Search code examples
xmlopenoffice.org

Office Open XML SDK word replacing


For creating word documents based on data from an SQL database, I'm using Office Open XML SDK to avoid using interop. This speeds up the process and it eliminates the requirement for a Microsoft office suite installed on the client system.

While this works very well, there is a problem I'm having when replacing certain text in the document. To keep customization of the final document an option, I've created a document with some tags in it as a template. This template contains tags such as [TagHere]. Since the tag names should be easy readable, they could be used throughout the document, which is why I've surrounded the tag with braces [].

This works quite well, but sometimes, an issue comes up. When you're typing in a docx document, the text can be split up into multiple tags, even in the same word. A tag like [TagHere] can be split up into

<tag>[</tag><tag>TagHere</tag><tag>]</tag>

When this happens, the replacement won't work.

Now the docx format has some alternative options to do this kind of operations, such as Content Controls, but these make the process of creating the template more complex. Furtermore, it is not uncommon in these documents to get one row of a table with tags and copy it multiple of times, which would probably break the content tag principle. Hence I've chosen to not use this option.

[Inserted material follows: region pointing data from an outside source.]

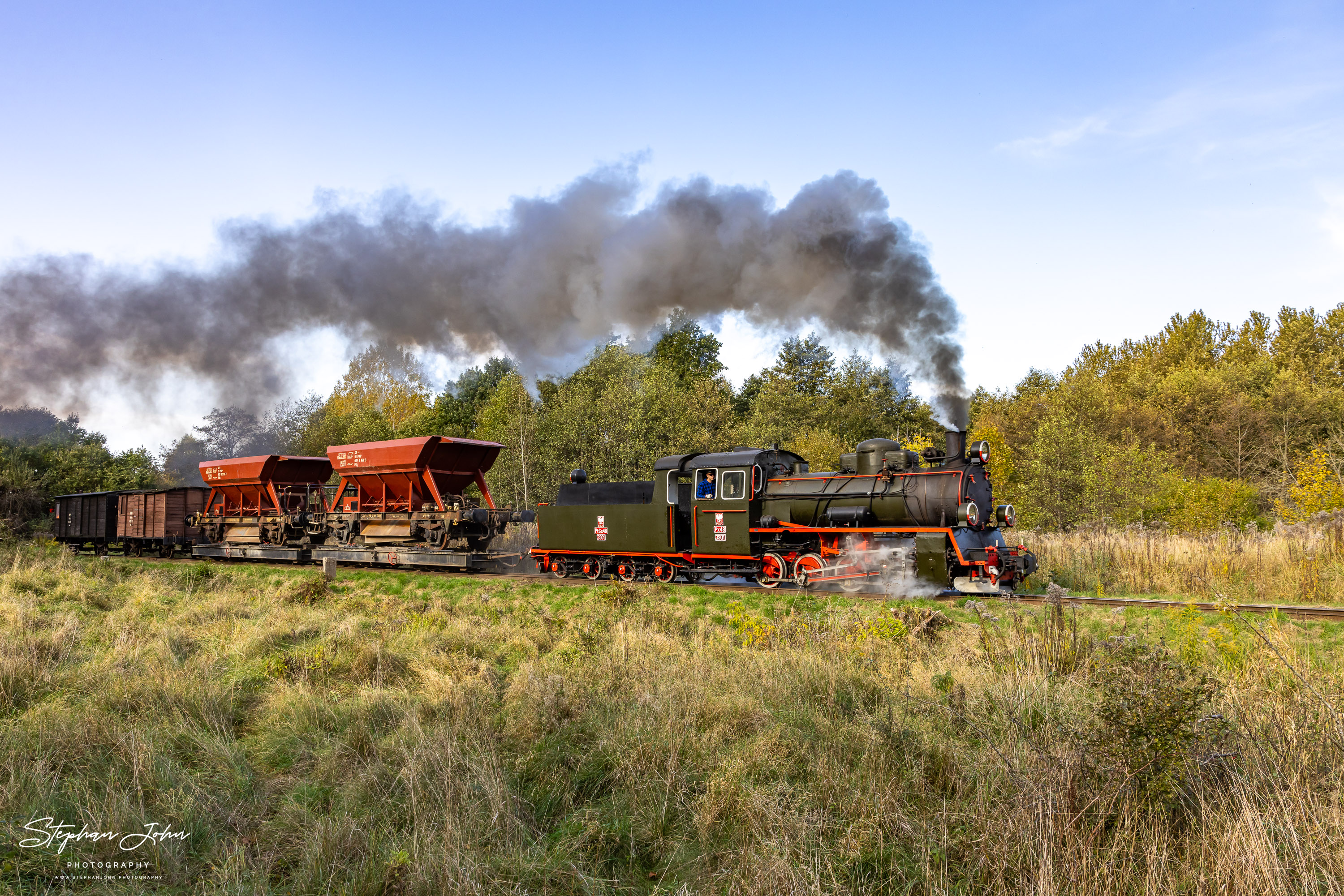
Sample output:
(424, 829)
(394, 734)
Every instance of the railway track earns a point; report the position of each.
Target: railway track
(1293, 612)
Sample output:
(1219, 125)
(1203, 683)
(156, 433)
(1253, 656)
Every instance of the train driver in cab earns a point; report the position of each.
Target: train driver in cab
(706, 488)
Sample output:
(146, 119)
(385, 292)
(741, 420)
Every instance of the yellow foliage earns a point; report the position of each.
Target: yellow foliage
(386, 379)
(1316, 488)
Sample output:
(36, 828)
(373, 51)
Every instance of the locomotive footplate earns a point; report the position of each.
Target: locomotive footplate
(250, 553)
(398, 557)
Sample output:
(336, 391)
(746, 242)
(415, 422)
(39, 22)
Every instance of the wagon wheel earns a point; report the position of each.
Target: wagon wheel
(806, 569)
(773, 569)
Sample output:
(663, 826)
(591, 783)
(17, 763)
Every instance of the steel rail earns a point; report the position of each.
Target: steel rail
(1293, 612)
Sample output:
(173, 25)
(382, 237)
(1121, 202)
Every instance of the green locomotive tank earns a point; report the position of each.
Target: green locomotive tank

It would be great if someone has a solution to this problem.


Solution

  • instead of typing plain text "taghere", insert a merge field. (in word, click insert > quick parts > field. choose "mergefield" and type "TagHere" in the "Field name" field.)

    then instead of doing a text find-replace, scan the document for merge fields and set the inner texts.

    class Program
    {
        static void Main(string[] args)
        {
            string document = args[0];
            using (WordprocessingDocument wordDoc = WordprocessingDocument.Open(document, true))
            {
                Dictionary<string, string> replaceOperations = new Dictionary<string, string>();
    
                replaceOperations.Add("company", "alex's applications");
                replaceOperations.Add("first_name", "alexander");
                replaceOperations.Add("last_name", "taylor");
                //etc
    
                Replace(wordDoc, replaceOperations);
            }
        }
    
        public static char[] splitChar = new char[] {' '};
        public static void Replace(WordprocessingDocument document, Dictionary<string, string> replaceOperations)
        {
            //find all the fields
            foreach (var field in document.MainDocumentPart.Document.Body.Descendants<SimpleField>())
            {
                //parse the instruction
                string[] instruction = field.Instruction.Value.Split(splitChar, StringSplitOptions.RemoveEmptyEntries);
    
                //check if it's a merge field, and if so...
                if (instruction[0].ToLower().Equals("mergefield"))
                {
                    //get the field name
                    string fieldname = instruction[1];
    
                    //find the text inside (there will only be one)
                    foreach (var fieldtext in field.Descendants<Text>())
                    {
                        //see if we know what to set this value to
                        string value = replaceOperations.ContainsKey(fieldname) ? replaceOperations[fieldname] : null;
    
                        //if we found the replace value, set the text to this value
                        if (value != null)
                            fieldtext.Text = value;
    
                        //should only be one text inside
                        break;
                    }
                }
            }
        }
    }